Bu gün Pan’ın, Alobar’ın ve
Kudra’nın izleyicileri günahlarından pişman olmayan günahkârlar, inançsızlar,
şehvetli kadınlar, müzisyenler, âşıklar, asiler, şairler ve delilerdir.
Bu kitapta hayatını bir “deney”
olarak yaşayanlar anlatılmaz.
Onların okumalarına da gerek
yoktur.
Küçük mucizeleri kabul
ettiğimiz zaman kendimizi büyük mucizeleri hayal edebilecek yeterlilikte
hissederiz. Bir istiridyenin içinden parlak, canlı, lezzetli bir canlının
çıkabileceğini kabul ettiğimiz anda, aynı kabuktan Afrodit’in geleceğini de
kabul etmişiz demektir. Bununla da yetinmeyerek, Afrodit’in kabuğundan büsbütün
uzaklaşacağını, kendine bir stüdyo daire edineceğini, tıpkı istiridye gibi onu
istediği biçimde donatacağınıda düşünebiliriz; ama hayal gücü, pek zengin
değilsebu noktadan önceki bir yerde durmak zorundadır.
Sayfa 130
Yaptığımız şeylerin pek
çoğunu, bilinçaltımızda, dolaylı olarak, ölüm düşüncesinden kurtulmak için
yaparız. Belki de kendimizi, yaptıklarımızla çok değerli, çok vazgeçilmez
kılmayı, ölümün bizi almakta tereddüt etmesini sağlamayı amaçlarız.

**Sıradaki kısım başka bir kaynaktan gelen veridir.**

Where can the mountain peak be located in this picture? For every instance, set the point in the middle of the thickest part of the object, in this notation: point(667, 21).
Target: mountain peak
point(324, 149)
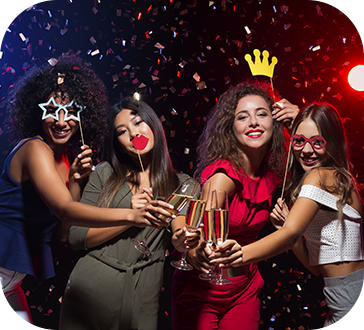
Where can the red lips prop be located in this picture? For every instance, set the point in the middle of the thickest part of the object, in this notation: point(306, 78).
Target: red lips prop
point(140, 142)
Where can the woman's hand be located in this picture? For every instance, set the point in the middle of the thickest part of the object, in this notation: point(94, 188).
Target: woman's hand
point(199, 258)
point(279, 214)
point(81, 166)
point(285, 111)
point(141, 198)
point(184, 240)
point(228, 254)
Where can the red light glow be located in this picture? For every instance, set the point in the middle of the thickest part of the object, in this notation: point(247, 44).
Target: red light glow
point(356, 78)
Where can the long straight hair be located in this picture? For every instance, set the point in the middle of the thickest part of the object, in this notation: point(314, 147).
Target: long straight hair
point(163, 178)
point(330, 127)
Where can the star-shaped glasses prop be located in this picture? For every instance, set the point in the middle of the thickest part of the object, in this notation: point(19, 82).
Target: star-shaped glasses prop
point(51, 109)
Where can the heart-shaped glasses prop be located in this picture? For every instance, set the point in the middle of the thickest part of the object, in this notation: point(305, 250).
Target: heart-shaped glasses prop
point(178, 199)
point(194, 217)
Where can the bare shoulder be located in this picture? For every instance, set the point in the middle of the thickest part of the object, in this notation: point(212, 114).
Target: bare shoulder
point(321, 176)
point(35, 150)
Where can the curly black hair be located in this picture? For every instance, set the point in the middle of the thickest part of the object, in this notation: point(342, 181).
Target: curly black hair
point(218, 140)
point(23, 117)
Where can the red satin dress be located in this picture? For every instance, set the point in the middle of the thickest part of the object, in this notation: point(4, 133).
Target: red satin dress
point(196, 304)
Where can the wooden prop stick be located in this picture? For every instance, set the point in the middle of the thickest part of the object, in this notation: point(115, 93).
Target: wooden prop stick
point(83, 141)
point(285, 172)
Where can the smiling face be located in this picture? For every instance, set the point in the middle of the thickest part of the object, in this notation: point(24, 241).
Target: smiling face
point(58, 132)
point(128, 125)
point(253, 123)
point(307, 156)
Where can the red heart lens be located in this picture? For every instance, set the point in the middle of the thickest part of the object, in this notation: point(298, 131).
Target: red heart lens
point(140, 142)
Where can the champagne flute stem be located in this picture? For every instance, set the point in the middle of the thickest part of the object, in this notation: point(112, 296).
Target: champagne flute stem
point(146, 237)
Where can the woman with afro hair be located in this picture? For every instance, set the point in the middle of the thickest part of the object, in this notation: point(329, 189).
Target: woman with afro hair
point(42, 178)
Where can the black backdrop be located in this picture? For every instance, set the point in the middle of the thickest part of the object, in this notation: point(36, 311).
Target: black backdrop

Sayfa 267
Ölüm herkesin çorbasındaki
sinektir. Sayfa 268
Zenginler dünyanın en çok
dışlanan azınlığıdır. Herkes zenginlerden gizli veya açık biçimde nefret eder;
çünkü herkes onlara gizli veya açık biçimde imrenir. Ben bayılırım zenginlere.
Birilerinin onları sevmesi şart. Evet, gerçi zenginlerin çoğu eşektir; ama inan
bana, fakirlerin de pek çoğu eşektir zaten.